Unbroken
In Washington, Friday afternoons had meant ungodly traffic on the Beltway, and in the summer they meant that the already-stifling humidity was mingled with the traffic fumes and the city smell. Usually she and Mulder would just go out for an early dinner someplace where the air conditioning blasted until they shivered and joke and laugh like normal people, waiting for traffic to become more bearable.
Mulder had called her scant hours after she first came back to Sunnydale. She had seen his name on her phone's face when it rang the first time, and on the sixth ring, she turned the phone off.
These days, Friday afternoons meant leaving work early, thank you god. No more LA field office bullpen, no more "Yo, Mrs. Spooky!". They meant filling the car up, and she'd found a station that was just slightly out of the way and had prices that made up for the minor inconvenience.
They meant driving, and usually getting through a CD and a half (usually Ella Fitzgerald and Billie Holiday), up to Sunnydale, and the afternoon sun warm on her skin through the window.
"They've shut down the X-Files," she had said blankly when he opened the door in late May. "And even if it hadn't been," she added, wanting him to know and the universe to know that fine, you've won, I give up, "someone torched our office; it was all lost."
He stared at her for a few moments, and stepped aside, letting her in. "Buffy's missing," he said, and she remembered quite clearly who Buffy was.
Weekends meant trying to talk to someone who was far more reluctant to share his emotions than even Mulder had been (for Mulder, at least, was always willing to let the world know that his life was misery). They meant soft and angry sex in Rupert's bed. They meant quiet and time to read and helping four teenagers form battle plans for fighting creatures she didn't believe in that were there nonetheless.
They had held each other for a long time, with the dark cool of his apartment at her back and the brassy Sunnydale summer air floating gently inside.

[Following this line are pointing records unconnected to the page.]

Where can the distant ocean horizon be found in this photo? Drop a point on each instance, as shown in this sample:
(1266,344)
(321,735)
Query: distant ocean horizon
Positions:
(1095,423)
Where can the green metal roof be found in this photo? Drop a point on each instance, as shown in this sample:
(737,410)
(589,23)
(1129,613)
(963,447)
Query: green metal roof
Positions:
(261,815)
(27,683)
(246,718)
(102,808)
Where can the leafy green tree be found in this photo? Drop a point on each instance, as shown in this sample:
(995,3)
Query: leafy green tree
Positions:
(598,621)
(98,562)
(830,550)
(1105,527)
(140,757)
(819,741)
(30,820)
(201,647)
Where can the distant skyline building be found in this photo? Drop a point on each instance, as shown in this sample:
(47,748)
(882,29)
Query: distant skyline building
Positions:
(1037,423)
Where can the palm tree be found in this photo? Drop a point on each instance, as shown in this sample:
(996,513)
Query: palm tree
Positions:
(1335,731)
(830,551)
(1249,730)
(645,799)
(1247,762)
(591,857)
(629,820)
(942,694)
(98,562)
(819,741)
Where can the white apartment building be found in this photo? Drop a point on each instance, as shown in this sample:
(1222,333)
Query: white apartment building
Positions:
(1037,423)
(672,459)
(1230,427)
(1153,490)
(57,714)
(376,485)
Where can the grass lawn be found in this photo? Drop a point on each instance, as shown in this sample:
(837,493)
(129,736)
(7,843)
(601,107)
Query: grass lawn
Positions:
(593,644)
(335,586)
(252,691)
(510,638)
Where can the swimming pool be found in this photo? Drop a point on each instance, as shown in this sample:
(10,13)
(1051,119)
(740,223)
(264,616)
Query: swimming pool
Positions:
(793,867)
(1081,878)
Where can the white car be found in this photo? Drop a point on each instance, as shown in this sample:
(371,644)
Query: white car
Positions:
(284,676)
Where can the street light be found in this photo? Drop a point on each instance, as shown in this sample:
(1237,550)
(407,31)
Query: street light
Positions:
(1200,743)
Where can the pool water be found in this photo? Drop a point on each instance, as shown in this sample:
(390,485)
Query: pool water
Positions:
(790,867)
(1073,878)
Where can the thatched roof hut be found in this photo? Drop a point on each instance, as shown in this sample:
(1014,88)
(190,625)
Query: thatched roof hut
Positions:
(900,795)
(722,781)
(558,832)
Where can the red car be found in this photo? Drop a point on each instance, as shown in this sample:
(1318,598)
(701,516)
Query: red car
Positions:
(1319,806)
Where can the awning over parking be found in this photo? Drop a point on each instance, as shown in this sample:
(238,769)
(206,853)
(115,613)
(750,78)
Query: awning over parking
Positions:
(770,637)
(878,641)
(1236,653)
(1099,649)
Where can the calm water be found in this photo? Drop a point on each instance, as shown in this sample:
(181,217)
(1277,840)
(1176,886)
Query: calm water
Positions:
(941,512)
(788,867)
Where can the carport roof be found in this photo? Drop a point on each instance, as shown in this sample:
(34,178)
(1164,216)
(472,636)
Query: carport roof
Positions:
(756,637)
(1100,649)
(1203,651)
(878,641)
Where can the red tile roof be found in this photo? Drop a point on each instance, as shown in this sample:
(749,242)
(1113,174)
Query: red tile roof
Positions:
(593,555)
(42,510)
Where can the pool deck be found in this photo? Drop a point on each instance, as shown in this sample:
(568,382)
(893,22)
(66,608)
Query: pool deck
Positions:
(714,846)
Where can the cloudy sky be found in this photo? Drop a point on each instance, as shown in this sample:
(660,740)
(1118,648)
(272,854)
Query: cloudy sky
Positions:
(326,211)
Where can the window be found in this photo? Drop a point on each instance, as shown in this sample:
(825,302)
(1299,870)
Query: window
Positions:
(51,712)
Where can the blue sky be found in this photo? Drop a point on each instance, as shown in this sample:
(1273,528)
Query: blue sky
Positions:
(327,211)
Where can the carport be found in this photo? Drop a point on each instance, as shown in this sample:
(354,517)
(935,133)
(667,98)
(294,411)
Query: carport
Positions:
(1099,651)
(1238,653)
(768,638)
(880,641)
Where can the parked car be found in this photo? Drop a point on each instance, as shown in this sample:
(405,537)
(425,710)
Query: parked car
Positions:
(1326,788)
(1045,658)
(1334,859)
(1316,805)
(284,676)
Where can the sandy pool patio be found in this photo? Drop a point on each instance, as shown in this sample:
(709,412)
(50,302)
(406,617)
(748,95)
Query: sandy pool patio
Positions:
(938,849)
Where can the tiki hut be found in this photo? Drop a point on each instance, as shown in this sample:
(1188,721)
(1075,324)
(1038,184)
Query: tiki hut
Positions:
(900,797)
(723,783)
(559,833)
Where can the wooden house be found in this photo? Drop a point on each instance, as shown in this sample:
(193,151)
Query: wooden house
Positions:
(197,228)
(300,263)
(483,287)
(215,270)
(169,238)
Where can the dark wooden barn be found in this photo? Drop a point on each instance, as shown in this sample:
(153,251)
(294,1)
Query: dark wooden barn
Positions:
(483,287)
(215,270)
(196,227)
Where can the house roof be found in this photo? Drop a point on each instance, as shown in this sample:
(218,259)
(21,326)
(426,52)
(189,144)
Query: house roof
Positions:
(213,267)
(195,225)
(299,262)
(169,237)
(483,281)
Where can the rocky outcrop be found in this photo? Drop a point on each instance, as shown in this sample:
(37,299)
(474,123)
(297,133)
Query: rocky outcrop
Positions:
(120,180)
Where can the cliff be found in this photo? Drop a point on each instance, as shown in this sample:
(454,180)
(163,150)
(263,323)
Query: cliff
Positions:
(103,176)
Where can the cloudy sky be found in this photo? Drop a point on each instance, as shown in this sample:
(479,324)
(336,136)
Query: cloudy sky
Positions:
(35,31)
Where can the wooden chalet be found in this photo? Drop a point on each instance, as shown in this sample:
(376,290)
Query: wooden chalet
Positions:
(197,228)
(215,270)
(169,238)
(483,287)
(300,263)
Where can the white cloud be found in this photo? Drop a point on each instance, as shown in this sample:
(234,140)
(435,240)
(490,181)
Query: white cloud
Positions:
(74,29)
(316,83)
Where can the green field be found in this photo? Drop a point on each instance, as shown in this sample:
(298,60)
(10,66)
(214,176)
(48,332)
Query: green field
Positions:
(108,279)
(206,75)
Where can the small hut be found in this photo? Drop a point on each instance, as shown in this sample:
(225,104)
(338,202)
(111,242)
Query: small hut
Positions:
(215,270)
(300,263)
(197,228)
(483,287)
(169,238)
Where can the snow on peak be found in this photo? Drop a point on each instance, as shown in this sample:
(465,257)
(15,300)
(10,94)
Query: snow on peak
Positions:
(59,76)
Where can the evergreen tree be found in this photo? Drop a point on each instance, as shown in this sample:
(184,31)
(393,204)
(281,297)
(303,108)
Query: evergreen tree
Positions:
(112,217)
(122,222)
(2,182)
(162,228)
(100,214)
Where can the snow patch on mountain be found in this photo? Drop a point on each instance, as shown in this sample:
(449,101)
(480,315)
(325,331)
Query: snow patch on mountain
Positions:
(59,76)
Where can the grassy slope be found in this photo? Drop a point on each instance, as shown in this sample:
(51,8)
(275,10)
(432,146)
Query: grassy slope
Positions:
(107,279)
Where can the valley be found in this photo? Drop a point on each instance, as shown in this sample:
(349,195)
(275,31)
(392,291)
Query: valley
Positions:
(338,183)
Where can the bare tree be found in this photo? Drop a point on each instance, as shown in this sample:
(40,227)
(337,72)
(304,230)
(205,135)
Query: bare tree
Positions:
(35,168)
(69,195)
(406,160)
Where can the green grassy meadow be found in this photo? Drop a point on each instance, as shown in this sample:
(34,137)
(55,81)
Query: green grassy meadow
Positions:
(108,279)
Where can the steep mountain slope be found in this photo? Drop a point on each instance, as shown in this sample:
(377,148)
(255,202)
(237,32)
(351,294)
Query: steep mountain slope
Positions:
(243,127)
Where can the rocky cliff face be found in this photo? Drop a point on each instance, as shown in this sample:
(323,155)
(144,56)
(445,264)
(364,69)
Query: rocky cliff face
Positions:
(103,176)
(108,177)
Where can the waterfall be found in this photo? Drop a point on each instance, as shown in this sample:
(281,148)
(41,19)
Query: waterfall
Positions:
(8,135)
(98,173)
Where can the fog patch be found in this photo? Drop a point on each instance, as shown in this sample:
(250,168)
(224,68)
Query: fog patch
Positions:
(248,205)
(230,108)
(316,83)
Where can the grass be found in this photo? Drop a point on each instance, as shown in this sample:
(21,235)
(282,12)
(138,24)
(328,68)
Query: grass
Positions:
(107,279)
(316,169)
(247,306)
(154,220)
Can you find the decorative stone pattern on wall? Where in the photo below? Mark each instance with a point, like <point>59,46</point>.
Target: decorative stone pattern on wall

Mulder had called her scant hours after she first came back to Sunnydale. She had seen his name on her phone's face when it rang the first time, and on the sixth ring, she turned the phone off.
Sunday afternoons meant driving back to Los Angeles (both of them saying nothing and knowing that they might well not see each other again).
He was always gentle and quiet. This was because it was his way, and it was because he knew his own strength, and it was because he didn't want to hurt her. She knew that he needed to feel like he could do something right, and enjoyed debating with him, and let him be gentle without babying her.
Monday mornings meant breakfast at a ghastly little diner with strong coffee a couple blocks from the office, and that was where, in late August, she thought she had caught a glimpse of the girl, who'd brought her the menu and whose eyes had widened when she realized it was the woman who'd come to Sunnydale months ago. Scully's own reaction must have told Buffy that she wouldn't let her slip away again, for the girl had said, her voice suggesting that she'd be facing an interrogation, "My break's at eleven, come by for lunch."
"I promised Rupert that I'd pull all the strings I could to find you. He, your friends, your mother -- they're all terrified for you."
"I'm not going back."
"Look, Buffy, I'm working in the Los Angeles field office now -- it's only a couple blocks away. I go to Sunnydale nearly every weekend. It's Monday morning. I'm going to come back here on Friday evening, and until then, I want you to promise me you'll think about this. Or -- "
"Are you going to tell Giles you've found me?"
"When I go back to Sunnydale this weekend, yes. He just wants to know that you're all right."
"I'm not."
"Your second choice is to come back to Sunnydale with me this weekend."
"No."
"Promise me you'll think about it, and that you'll be here on Friday to tell me what you've decided. Promise me, Buffy."
"Fine. I promise. And -- it's Anne now."
On Wednesday, the girl had turned up at the field office, and she'd been called down to the front to talk to her. "I need your help," the blonde had said reluctantly.
The facts had all pointed to one thing, and, desperate for a reasonable explanation, she had picked up the phone and called the one person who could be guaranteed not to provide her with one, but when she had hung up the phone, things were all right between her and Mulder again, and that was worth not having a single explanation that made sense.
On Friday, the girl was waiting outside the building for Scully when she left. She hadn't been wearing the apron.
"Have you thought about what I told you, Anne?"
"Um..."
"What is it?"
"First of all, the uniform? So 1950s. Which, unless I'm mistaken, it isn't anymore. And second of all... my name is Buffy."
That weekend was warm and sunny, as every weekend was.
They'd made one stop in Sunnydale, one stop so that Scully could drop off her bag and tell Rupert that there was something he needed to see in the car. He had stared, stared for several moments and stepped towards her car, then stopped himself, and stared as Scully drove off, following Buffy's directions to Revelo Drive.
Out of protective habit, she watched Buffy walk up to the door, but the girl stared at her from the step. She took the message and left what was to come to the girl and her mother.
The second she'd returned to his house, Rupert had kissed her harder than she had ever been kissed, and as soon as they were inside they had fucked, hard and joyously, against the wall.